Maybe. Your statement masks the deeply serious potential consequences.

Yes, it's not going to look like fire-and-brimstone hell on earth; volcanoes
spewing ash into the darkened, lightning-filled sky, mile-high tidal waves
drowning major population centers, the ground splitting open and swallowing
cities whole...

But what happens if another migrant wave washes over Europe consisting of
starving people whose land is inhospitable due to drought-induced crop
failure? One large wave from Syria has provoked considerable social unrest and
has contributed to the rise of multiple nationalist, far-right parties. How
much more instability can that region take before a war occurs? What would a
world war in the age of nuclear weapons look like?
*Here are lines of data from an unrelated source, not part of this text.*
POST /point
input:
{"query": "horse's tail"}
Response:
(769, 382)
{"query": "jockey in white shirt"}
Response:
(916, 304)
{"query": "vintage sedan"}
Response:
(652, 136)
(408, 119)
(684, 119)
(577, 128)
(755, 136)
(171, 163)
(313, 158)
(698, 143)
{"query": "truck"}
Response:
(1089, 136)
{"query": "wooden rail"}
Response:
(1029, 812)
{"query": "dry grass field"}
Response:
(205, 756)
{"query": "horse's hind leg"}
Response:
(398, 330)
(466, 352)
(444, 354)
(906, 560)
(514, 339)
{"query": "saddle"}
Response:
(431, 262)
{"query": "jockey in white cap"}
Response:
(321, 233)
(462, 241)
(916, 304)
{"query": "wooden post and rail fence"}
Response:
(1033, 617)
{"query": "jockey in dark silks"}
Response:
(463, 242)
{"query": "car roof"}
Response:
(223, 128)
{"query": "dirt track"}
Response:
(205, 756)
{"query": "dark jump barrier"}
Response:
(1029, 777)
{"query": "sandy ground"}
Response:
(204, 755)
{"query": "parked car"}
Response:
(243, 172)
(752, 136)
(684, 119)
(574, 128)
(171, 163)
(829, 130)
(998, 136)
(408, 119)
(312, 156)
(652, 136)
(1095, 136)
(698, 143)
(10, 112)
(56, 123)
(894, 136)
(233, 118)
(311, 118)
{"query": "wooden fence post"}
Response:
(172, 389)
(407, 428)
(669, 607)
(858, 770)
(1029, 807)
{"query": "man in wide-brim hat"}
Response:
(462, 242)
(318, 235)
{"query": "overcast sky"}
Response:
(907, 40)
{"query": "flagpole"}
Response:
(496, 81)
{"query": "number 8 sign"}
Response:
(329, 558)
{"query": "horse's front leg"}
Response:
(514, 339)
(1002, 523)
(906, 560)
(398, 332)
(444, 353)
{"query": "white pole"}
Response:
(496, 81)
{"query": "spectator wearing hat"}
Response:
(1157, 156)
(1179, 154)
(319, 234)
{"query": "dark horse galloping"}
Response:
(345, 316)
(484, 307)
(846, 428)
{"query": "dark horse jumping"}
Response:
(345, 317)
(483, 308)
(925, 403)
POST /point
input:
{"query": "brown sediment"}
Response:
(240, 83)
Or, what if we hit the scientifically-plausible scenario of runaway climate
change resulting from multiple positive feedback loops triggering melting of
methane ice on the seafloor, and arctic thaw allowing decomposition of large
amounts of organic matter? If the average global temperature rises by 6
degrees C, the hottest days will be so hot that they will have the potential
to outright kill many staple crops. In addition to the sea-level rise, large
areas of land will be uninhabitable due to heat. As with the above scenario,
what happens when large groups of people are starving and can no longer
survive where they are currently located? How much instability can human
civilization tolerate?

...and that's not even the worst case scenario. What if the temperature
_really_ takes off and we experience an anoxic event[0], where the oxygen
level in the ocean depletes and they begin emitting highly poisonous hydrogen-
sulfide gas? Such an event is linked to high temperatures, high oceanic
acidity and high levels of atmospheric CO2. This event would kill the majority
of life in the ocean, and due to the combination of the hydrogen-sulfide gas'
effect on land animals plus the damage it would cause to the ozone layer
resulting in increased UV exposure, this would kill the majority of life on
land, too.

0:
[https://en.wikipedia.org/wiki/Anoxic_event](https://en.wikipedia.org/wiki/Anoxic_event)

------
phs318u
Australia's short-lived carbon tax reduced emissions. Despite the overblown
media claims at the time, it didn't impose a massive cost on consumers, nor
hugely impact GDP.

[https://ccep.crawford.anu.edu.au/sites/default/files/publica...](https://ccep.crawford.anu.edu.au/sites/default/files/publication/ccep_crawford_anu_edu_au/2014-07/ccep1411.pdf)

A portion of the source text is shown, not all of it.